Postby Krishna » Mon Oct 31, 2016 6:07 am

truevines wrote:You need to overcome two hurdles: 1) finding a U.S. employer willing to sponsor your work visa; 2) getting a work visa.

1) Finding a U.S. employer willing to sponsor your work visa.
You need an offer from a law firm in the U.S that is willing to sponsor your work visa. In general, work visas are not an issue to BigLaws, if you are hired through the OCI-SA-then-full time channel. It would be, if you seek a lateral hire - work visa would be part of the firm's considerations. In addition, the firm must apply for your work visa in April but you will not be able to start working until October. In other words, the firm must be willing to wait at least 6 months before you start working for it. If you are hired in May, you will not be able to start working until October next year (not October in the same year - because all of the available H1B visas will be gone in May).
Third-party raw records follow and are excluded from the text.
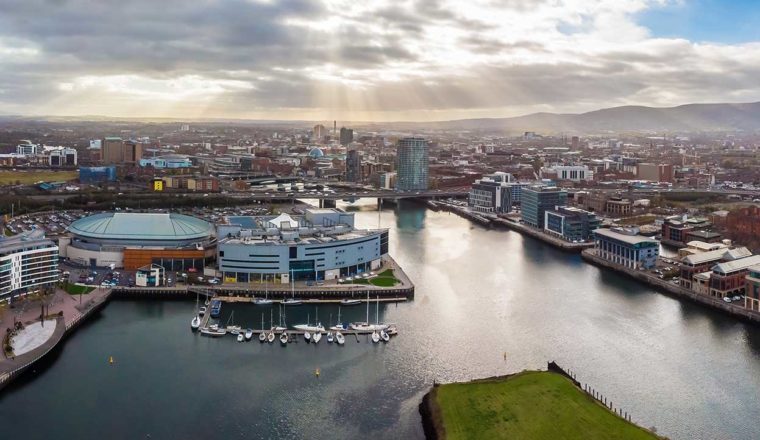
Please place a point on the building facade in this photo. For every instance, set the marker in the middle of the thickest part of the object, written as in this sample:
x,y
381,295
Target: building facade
x,y
28,263
730,278
353,166
346,136
322,244
412,169
626,247
535,201
491,194
571,224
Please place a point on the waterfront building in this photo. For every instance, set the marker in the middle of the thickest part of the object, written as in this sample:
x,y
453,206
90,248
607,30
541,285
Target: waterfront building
x,y
28,263
112,151
170,161
626,247
677,231
729,278
655,172
321,244
752,290
412,169
27,149
152,275
537,200
571,224
62,157
346,136
574,173
701,262
132,240
91,175
491,193
353,166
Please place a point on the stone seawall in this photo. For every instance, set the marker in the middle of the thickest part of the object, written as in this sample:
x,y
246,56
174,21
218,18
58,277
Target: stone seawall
x,y
673,289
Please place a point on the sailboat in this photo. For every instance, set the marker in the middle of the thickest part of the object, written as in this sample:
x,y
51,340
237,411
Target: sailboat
x,y
262,335
340,326
279,328
264,301
195,323
366,327
318,328
292,301
231,327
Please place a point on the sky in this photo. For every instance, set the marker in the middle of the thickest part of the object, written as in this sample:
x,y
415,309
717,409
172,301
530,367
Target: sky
x,y
372,60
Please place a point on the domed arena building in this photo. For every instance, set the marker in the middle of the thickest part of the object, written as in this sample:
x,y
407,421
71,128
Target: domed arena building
x,y
131,240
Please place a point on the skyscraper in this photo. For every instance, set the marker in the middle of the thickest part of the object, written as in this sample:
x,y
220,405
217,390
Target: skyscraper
x,y
412,159
353,165
346,136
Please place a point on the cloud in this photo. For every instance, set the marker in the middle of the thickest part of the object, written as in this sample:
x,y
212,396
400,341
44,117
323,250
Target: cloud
x,y
385,59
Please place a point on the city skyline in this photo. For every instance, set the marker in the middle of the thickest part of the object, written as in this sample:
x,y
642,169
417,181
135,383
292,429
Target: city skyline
x,y
381,61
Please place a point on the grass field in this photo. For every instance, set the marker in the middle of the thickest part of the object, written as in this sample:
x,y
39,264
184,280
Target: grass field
x,y
33,176
77,289
533,405
383,279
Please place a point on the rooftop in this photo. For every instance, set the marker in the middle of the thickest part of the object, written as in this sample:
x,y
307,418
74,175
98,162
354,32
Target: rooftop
x,y
149,226
717,254
626,238
736,265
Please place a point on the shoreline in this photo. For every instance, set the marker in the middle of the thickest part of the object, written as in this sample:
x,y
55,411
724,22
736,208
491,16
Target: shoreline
x,y
433,419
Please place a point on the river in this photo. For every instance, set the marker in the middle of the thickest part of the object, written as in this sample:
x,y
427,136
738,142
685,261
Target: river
x,y
689,372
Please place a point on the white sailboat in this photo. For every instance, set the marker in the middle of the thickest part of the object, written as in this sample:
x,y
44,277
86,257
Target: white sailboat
x,y
262,335
292,301
195,323
366,327
264,301
340,326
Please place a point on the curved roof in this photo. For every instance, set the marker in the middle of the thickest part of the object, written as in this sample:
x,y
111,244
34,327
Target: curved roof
x,y
145,226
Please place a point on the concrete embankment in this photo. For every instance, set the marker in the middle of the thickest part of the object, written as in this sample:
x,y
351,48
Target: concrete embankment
x,y
530,404
495,221
673,289
67,321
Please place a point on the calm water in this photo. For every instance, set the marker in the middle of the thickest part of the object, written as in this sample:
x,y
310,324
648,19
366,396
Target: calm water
x,y
691,373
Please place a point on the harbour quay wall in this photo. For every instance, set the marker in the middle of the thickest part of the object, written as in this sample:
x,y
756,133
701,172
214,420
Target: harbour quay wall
x,y
673,289
494,221
64,329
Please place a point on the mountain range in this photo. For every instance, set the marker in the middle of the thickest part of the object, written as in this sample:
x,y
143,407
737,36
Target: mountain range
x,y
683,118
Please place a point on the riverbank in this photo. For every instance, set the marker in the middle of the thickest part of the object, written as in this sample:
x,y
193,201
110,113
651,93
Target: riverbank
x,y
531,404
69,312
672,289
490,220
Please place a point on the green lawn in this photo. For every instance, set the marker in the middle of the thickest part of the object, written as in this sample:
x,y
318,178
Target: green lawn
x,y
532,405
76,289
33,176
383,279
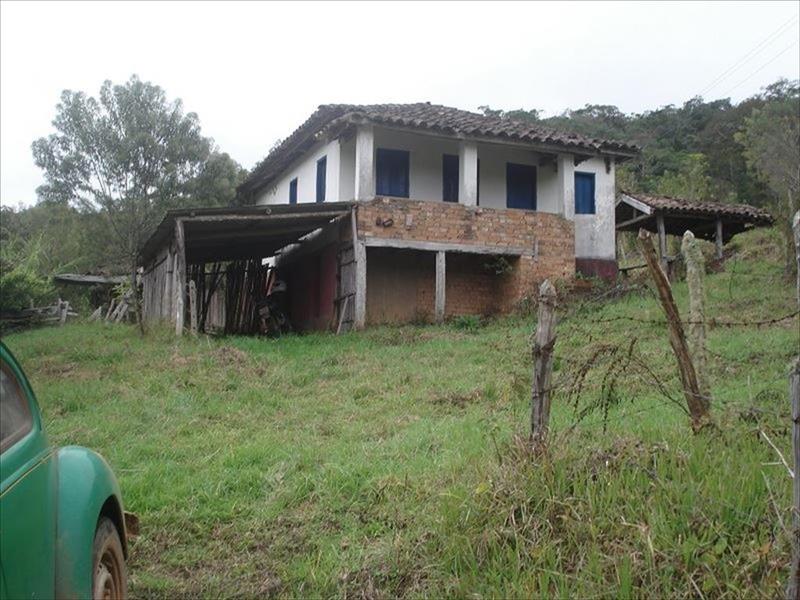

Firms that hire laterals usually are not willing to wait; they do lateral hiring because they need manpower immediately or soon.

2) Getting a work visa.
I assume that you are not eligible for an OPT and assume that you need a H1B work visa. You need to be lucky enough to win the H1B lottery. The number of H1B visas permitted each year is capped. More applications than the cap are filed each year. The USCIS uses a lottery system to determine which applications they will consider. The winning rate is about 1/3. If you do not win the lottery, the USCIS will not consider your application; namely, you will not have an H1B visa that year.

Good luck.


Thank you, this is very helpful. I guess this means my going back to work in the U.S. is a long shot, but it's still good to know!